Director Stephen Soderbergh is obviously wanting to rectify the way women are able to kick ass in cinema (aka, do it believably), but there’s also an affection for the spy thrillers of the 1970’s produced in the U.S. (The Conversation).  Paranoia, quiet tension, groovy soundtracks, governments working with shadowy paramilitary organizations to “fix things”, they’re all staples of the genre.  Haywire is only the latest to revisit that era of U.S. filmmaking, with last year’s Hanna and The American kicking off the trend, and it’s a quieter departure from the similarly spy themed, but increasingly manic Bourne franchise.
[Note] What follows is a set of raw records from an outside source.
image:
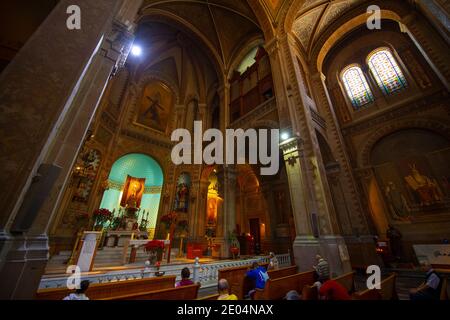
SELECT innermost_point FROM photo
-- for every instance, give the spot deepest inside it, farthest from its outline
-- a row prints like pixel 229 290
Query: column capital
pixel 291 145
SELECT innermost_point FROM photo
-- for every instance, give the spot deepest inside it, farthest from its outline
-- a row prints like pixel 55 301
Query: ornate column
pixel 55 113
pixel 315 221
pixel 272 223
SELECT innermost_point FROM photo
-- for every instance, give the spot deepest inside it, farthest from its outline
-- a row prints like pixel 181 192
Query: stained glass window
pixel 357 87
pixel 386 71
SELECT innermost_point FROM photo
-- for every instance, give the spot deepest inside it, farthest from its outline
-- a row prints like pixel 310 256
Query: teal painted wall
pixel 139 166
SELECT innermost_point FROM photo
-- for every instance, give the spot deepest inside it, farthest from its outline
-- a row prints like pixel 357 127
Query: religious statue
pixel 426 188
pixel 395 244
pixel 396 201
pixel 133 192
pixel 212 211
pixel 155 104
pixel 182 201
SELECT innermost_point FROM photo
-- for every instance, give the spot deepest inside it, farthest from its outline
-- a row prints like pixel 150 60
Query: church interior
pixel 90 96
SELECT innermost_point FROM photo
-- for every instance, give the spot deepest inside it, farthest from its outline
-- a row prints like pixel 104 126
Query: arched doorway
pixel 135 171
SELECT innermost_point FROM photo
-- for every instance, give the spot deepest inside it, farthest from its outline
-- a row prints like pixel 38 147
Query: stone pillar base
pixel 331 248
pixel 23 264
pixel 224 251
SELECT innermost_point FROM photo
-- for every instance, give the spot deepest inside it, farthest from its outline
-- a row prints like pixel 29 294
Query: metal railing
pixel 206 274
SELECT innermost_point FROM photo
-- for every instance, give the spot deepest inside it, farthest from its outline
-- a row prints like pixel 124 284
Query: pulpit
pixel 88 250
pixel 194 250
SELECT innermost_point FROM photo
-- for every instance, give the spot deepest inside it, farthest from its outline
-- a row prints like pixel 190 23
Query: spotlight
pixel 136 51
pixel 284 136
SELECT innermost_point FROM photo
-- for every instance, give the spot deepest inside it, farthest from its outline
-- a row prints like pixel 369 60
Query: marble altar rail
pixel 205 273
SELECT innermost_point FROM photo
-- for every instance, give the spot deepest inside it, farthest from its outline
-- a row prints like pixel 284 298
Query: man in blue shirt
pixel 430 289
pixel 259 275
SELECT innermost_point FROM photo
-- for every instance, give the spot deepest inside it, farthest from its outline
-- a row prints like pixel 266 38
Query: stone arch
pixel 243 51
pixel 428 124
pixel 157 15
pixel 358 16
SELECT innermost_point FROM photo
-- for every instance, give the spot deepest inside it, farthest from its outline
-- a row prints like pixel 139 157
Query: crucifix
pixel 153 107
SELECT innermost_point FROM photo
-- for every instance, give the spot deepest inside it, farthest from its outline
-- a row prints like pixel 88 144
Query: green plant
pixel 232 239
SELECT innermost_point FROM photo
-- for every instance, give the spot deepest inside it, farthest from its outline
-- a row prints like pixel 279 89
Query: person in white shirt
pixel 430 289
pixel 79 294
pixel 273 261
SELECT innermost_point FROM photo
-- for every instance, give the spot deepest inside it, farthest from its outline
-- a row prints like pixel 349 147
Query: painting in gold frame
pixel 155 106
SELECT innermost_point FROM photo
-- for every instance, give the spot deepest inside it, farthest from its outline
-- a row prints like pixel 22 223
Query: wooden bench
pixel 387 291
pixel 282 272
pixel 347 280
pixel 180 293
pixel 276 289
pixel 310 293
pixel 111 289
pixel 210 297
pixel 239 284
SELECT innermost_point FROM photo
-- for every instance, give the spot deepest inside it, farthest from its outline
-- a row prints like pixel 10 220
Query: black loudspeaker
pixel 39 190
pixel 315 225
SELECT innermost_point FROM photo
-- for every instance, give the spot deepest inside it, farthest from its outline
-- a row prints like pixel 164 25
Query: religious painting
pixel 85 172
pixel 421 184
pixel 155 106
pixel 212 211
pixel 133 192
pixel 411 187
pixel 182 193
pixel 412 173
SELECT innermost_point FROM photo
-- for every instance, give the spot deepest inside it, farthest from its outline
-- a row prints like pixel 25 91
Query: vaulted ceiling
pixel 315 16
pixel 225 26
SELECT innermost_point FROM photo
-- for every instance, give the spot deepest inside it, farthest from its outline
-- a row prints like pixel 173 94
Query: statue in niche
pixel 397 202
pixel 212 211
pixel 154 107
pixel 425 188
pixel 182 198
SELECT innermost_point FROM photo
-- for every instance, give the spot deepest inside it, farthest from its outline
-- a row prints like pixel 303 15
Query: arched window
pixel 386 71
pixel 356 86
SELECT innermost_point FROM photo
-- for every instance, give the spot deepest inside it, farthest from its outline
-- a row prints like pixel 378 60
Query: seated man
pixel 259 275
pixel 333 290
pixel 273 262
pixel 292 295
pixel 79 293
pixel 185 281
pixel 322 268
pixel 224 291
pixel 430 289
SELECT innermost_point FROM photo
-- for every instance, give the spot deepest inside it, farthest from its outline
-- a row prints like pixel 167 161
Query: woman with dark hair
pixel 185 281
pixel 80 292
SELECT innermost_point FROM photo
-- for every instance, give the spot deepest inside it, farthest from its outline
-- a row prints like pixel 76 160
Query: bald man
pixel 224 291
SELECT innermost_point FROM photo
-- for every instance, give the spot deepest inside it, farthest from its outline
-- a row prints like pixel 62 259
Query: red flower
pixel 104 213
pixel 154 245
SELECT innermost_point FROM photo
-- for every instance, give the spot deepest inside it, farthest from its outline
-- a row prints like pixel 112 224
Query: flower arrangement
pixel 168 219
pixel 183 226
pixel 155 248
pixel 101 216
pixel 154 245
pixel 82 216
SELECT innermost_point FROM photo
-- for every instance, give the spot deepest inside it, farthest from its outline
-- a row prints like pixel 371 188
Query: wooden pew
pixel 111 289
pixel 444 290
pixel 310 293
pixel 347 280
pixel 210 297
pixel 386 292
pixel 180 293
pixel 276 289
pixel 368 294
pixel 282 272
pixel 239 284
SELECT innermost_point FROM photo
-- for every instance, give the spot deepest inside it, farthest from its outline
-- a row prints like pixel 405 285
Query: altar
pixel 119 238
pixel 135 245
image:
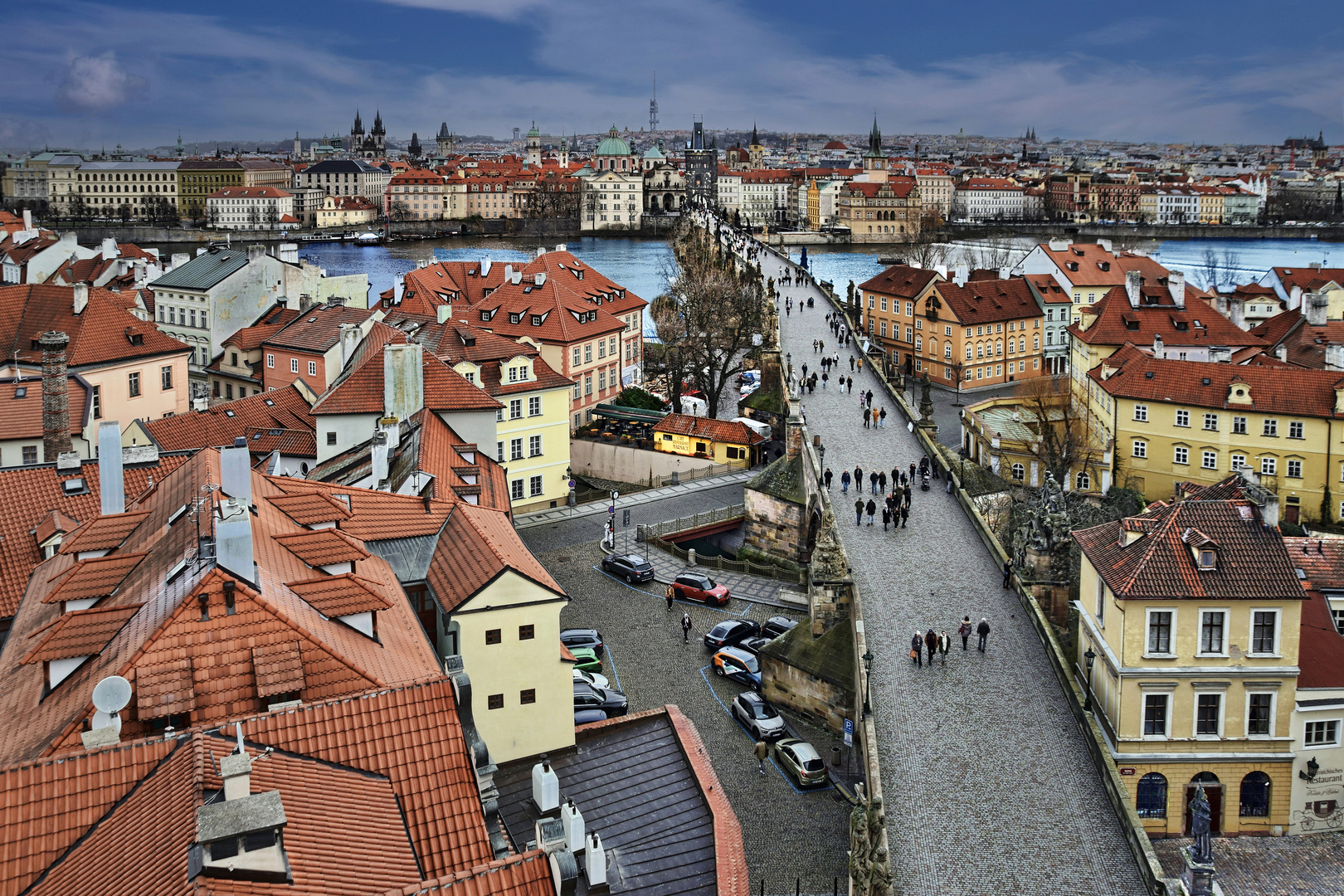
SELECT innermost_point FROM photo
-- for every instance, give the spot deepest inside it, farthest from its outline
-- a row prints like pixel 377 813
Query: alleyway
pixel 988 785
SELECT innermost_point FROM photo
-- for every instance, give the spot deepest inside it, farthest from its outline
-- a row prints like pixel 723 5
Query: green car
pixel 587 660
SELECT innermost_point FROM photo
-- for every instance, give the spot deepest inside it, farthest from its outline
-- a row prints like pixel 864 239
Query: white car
pixel 592 679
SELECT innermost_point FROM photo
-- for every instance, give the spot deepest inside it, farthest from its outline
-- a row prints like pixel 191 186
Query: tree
pixel 709 317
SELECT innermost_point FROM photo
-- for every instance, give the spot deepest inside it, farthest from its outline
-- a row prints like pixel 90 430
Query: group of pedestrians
pixel 932 644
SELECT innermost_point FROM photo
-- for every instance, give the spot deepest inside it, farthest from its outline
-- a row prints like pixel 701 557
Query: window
pixel 1255 796
pixel 1151 796
pixel 1259 709
pixel 1155 715
pixel 1322 733
pixel 1207 715
pixel 1160 631
pixel 1211 631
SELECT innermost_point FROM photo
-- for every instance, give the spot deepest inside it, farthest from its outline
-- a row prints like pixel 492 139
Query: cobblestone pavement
pixel 1269 865
pixel 791 839
pixel 986 779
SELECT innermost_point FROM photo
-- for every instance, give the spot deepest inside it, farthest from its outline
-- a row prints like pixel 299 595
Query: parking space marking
pixel 738 723
pixel 663 597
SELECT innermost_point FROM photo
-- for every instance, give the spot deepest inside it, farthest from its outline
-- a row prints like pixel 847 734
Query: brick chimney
pixel 56 403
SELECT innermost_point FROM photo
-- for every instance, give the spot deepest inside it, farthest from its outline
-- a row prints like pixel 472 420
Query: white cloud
pixel 97 84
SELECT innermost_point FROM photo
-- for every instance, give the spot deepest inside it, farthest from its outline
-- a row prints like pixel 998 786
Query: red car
pixel 689 586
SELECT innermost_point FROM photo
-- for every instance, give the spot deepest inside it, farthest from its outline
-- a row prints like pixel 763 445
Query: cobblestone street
pixel 988 783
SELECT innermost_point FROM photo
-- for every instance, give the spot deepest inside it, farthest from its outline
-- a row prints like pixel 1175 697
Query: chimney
pixel 1316 308
pixel 1133 281
pixel 56 406
pixel 546 787
pixel 112 488
pixel 1176 286
pixel 403 381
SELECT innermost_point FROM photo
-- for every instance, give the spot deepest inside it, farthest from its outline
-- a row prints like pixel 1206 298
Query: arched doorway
pixel 1214 791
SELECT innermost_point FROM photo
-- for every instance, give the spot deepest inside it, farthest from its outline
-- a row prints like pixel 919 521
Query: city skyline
pixel 139 73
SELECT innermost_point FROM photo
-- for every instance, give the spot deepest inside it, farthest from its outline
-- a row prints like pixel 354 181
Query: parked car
pixel 592 677
pixel 631 567
pixel 587 660
pixel 702 589
pixel 613 703
pixel 739 665
pixel 762 720
pixel 801 762
pixel 730 633
pixel 774 626
pixel 587 716
pixel 582 638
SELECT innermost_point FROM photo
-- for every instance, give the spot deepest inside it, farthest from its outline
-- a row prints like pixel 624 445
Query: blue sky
pixel 138 71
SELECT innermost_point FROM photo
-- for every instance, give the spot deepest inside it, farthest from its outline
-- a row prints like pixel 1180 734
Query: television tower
pixel 654 105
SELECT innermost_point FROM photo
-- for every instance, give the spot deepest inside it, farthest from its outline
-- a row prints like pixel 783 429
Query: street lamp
pixel 1090 657
pixel 867 680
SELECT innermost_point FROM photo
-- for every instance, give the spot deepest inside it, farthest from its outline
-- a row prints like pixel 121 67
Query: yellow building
pixel 1191 614
pixel 1194 422
pixel 719 441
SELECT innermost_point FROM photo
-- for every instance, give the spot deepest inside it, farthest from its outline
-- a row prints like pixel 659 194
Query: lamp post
pixel 1090 657
pixel 867 683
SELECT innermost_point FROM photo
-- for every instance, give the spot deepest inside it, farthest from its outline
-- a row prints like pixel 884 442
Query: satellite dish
pixel 112 694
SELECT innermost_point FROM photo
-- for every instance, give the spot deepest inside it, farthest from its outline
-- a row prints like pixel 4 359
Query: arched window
pixel 1151 796
pixel 1255 796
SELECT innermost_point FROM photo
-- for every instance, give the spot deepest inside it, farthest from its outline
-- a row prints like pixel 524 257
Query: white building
pixel 251 208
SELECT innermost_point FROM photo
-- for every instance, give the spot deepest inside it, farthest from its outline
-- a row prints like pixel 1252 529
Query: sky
pixel 84 74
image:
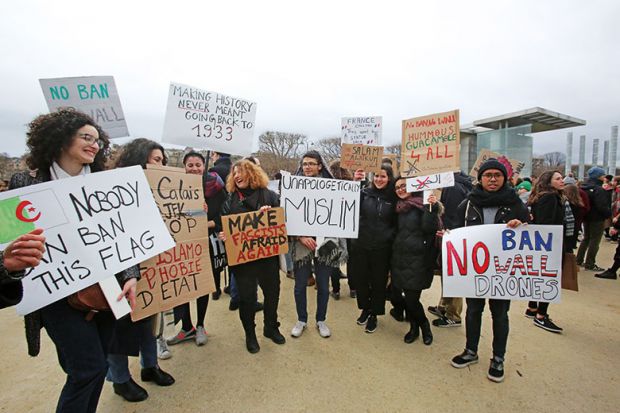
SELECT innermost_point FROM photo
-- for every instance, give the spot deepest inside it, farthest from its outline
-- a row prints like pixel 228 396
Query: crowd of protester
pixel 394 258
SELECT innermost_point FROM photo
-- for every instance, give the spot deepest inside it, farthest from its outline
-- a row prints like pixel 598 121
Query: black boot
pixel 251 343
pixel 427 335
pixel 413 334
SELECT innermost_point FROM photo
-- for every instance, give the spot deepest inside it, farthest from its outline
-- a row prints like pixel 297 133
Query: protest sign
pixel 184 272
pixel 431 144
pixel 364 130
pixel 428 182
pixel 254 235
pixel 95 226
pixel 494 261
pixel 94 95
pixel 320 206
pixel 485 154
pixel 356 156
pixel 219 253
pixel 209 120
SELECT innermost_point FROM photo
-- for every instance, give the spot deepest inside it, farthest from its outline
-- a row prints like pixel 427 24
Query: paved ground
pixel 353 371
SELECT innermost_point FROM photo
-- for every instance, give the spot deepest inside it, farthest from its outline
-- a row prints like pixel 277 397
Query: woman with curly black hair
pixel 63 144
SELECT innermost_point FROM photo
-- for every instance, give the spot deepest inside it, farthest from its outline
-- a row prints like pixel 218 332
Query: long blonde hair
pixel 257 178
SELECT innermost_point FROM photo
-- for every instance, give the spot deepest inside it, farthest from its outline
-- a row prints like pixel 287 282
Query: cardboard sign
pixel 255 235
pixel 94 95
pixel 486 154
pixel 431 144
pixel 494 261
pixel 320 207
pixel 209 120
pixel 367 158
pixel 364 130
pixel 95 226
pixel 184 272
pixel 428 182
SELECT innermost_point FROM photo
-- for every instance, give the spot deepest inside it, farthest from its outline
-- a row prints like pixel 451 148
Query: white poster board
pixel 94 95
pixel 494 261
pixel 109 223
pixel 320 207
pixel 209 120
pixel 428 182
pixel 364 130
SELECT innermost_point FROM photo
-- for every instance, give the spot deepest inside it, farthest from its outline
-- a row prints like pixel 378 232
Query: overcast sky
pixel 308 64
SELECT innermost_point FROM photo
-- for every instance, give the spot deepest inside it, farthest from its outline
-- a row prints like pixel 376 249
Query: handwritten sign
pixel 493 261
pixel 486 154
pixel 94 95
pixel 254 235
pixel 356 156
pixel 209 120
pixel 184 272
pixel 320 207
pixel 428 182
pixel 95 226
pixel 431 144
pixel 364 130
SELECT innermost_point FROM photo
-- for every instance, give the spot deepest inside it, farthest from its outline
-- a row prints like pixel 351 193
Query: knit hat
pixel 524 185
pixel 492 163
pixel 596 172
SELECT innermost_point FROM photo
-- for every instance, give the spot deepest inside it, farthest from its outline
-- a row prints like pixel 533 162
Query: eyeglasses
pixel 492 176
pixel 90 139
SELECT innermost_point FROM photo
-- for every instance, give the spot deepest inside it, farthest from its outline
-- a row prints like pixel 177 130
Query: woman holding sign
pixel 414 255
pixel 63 144
pixel 247 191
pixel 371 251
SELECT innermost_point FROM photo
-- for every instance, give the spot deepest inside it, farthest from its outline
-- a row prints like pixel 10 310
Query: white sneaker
pixel 201 336
pixel 298 329
pixel 162 349
pixel 323 329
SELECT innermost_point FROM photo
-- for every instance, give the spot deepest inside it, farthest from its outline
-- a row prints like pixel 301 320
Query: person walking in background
pixel 491 201
pixel 414 255
pixel 371 250
pixel 594 225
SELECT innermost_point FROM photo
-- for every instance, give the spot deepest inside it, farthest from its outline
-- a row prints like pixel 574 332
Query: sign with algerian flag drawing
pixel 95 225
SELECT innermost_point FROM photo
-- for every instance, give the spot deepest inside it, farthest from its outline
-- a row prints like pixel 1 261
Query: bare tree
pixel 281 144
pixel 329 148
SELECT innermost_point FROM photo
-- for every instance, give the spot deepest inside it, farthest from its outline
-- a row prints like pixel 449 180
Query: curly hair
pixel 256 176
pixel 49 134
pixel 543 186
pixel 137 152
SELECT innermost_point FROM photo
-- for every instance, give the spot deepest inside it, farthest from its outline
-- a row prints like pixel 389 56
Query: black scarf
pixel 505 196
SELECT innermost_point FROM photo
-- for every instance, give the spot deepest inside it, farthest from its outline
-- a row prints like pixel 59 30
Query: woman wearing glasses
pixel 414 255
pixel 63 144
pixel 370 252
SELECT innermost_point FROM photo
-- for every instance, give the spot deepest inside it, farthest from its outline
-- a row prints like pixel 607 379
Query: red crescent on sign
pixel 19 212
About the only thing that does harm Haywire is the sound.  Carano’s lines are delivered with robotic emotion, the human cousin of Apple’s Siri.  Whether this has something to do with modifying Carano’s voice in post-production to sound deeper, the perfect example of ADR ruining an actor’s performance, or Carano’s weaknesses as an actress, only Soderbergh could say, but it’s distracting.  There’s also the sound mix of the fights themselves.  We’re seeing some truly amazing and painful battles, but the sounds do not support the visuals, distancing us.  Considering Soderbergh’s imdb page lists three films directed in 2011, maybe the man just ran out of time to finish his mix.

Though Haywire may not fashion an emotional connection to any of the characters, that’s not really the point.  This is Soderbergh’s Woman-On-A-Mission film and unlike that other Woman-On-A-Mission film Kill Bill, Mallory doesn’t need cinema’s “Waif Fu” to help her accomplish her task.

It will still require a cold day in hell before a female action star is allowed to be decidedly unpretty.  One success at a time, I suppose.